If the platters are undamaged, recovery success rates from clicking drives can top 90%. But costs range from $300 to $3000 depending on complexity.

Tips for picking a data recovery service

  • Choose a specialist rather than general IT shop.
  • Check credentials like any certifications held.
  • Learn about the cleanroom facility they use.
  • Ask about recoverability upfront.
  • Get cost estimates before authorizing service.
  • Review satisfaction guarantees and service level agreement.

Preventing hard drive clicks

While occasional minor clicks are expected in older drives, you can take steps to lower the chances of mechanical failure and clicking:

Keep drives properly cooled

Excess heat accelerates wear on drive components. Ensure adequate airflow and don’t cover hard drives inside a computer case.

Handle drives gently

Drops, bumps, and vibration can knock drive heads out of alignment. Cushion drives during transport and don’t move a PC when powered up.

Perform regular backups

Back up important data so it’s protected from loss when drive failure occurs. Storing copies offsite provides protection from local disasters too.

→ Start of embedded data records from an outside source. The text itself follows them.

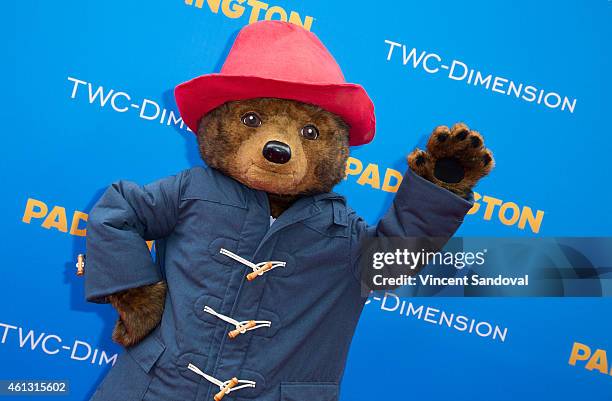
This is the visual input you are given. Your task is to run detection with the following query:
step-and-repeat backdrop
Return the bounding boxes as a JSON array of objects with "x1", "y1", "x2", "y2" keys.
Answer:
[{"x1": 0, "y1": 0, "x2": 612, "y2": 401}]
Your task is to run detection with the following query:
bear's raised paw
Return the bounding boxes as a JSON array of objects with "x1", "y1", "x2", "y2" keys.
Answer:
[{"x1": 408, "y1": 123, "x2": 495, "y2": 198}]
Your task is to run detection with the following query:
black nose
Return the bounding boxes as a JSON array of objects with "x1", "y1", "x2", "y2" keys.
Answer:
[{"x1": 262, "y1": 141, "x2": 291, "y2": 164}]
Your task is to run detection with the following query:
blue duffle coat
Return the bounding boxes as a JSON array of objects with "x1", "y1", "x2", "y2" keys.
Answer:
[{"x1": 85, "y1": 167, "x2": 471, "y2": 401}]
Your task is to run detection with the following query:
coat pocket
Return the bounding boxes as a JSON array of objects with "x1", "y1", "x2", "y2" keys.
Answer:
[
  {"x1": 127, "y1": 332, "x2": 166, "y2": 373},
  {"x1": 90, "y1": 353, "x2": 151, "y2": 401},
  {"x1": 281, "y1": 382, "x2": 340, "y2": 401}
]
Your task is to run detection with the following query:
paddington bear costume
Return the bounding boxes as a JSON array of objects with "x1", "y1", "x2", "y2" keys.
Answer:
[{"x1": 86, "y1": 22, "x2": 471, "y2": 401}]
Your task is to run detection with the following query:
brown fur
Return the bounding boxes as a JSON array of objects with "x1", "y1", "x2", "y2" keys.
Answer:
[
  {"x1": 198, "y1": 98, "x2": 349, "y2": 211},
  {"x1": 408, "y1": 123, "x2": 495, "y2": 197},
  {"x1": 109, "y1": 98, "x2": 494, "y2": 346},
  {"x1": 108, "y1": 281, "x2": 166, "y2": 347}
]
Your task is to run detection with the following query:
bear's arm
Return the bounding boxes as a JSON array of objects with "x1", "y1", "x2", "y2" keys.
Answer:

Check SMART stats periodically

Tools like CrystalDiskInfo show drive health metrics. Watch for high error counts or reallocated sectors as early signs of issues.

Replace drives proactively

Plan drive replacements around manufacturer’s estimated lifespans, before failure indicators appear.


Some hard drive clicking is normal, especially on startup and shutdown. But frequent or loud clicks do often indicate mechanical failure in progress. Take drives that click repeatedly during operation out of service immediately.

Professional data recovery services can sometimes repair clicking drives enough to recover data. But this depends on the specific damage. For consumers though, clicking ultimately means it’s time to replace the drive.

Protect your data by handling drives gently, monitoring health metrics, and maintaining good backups. With proper precautions, occasional minor clicks shouldn’t lead to catastrophic failure and permanent data loss.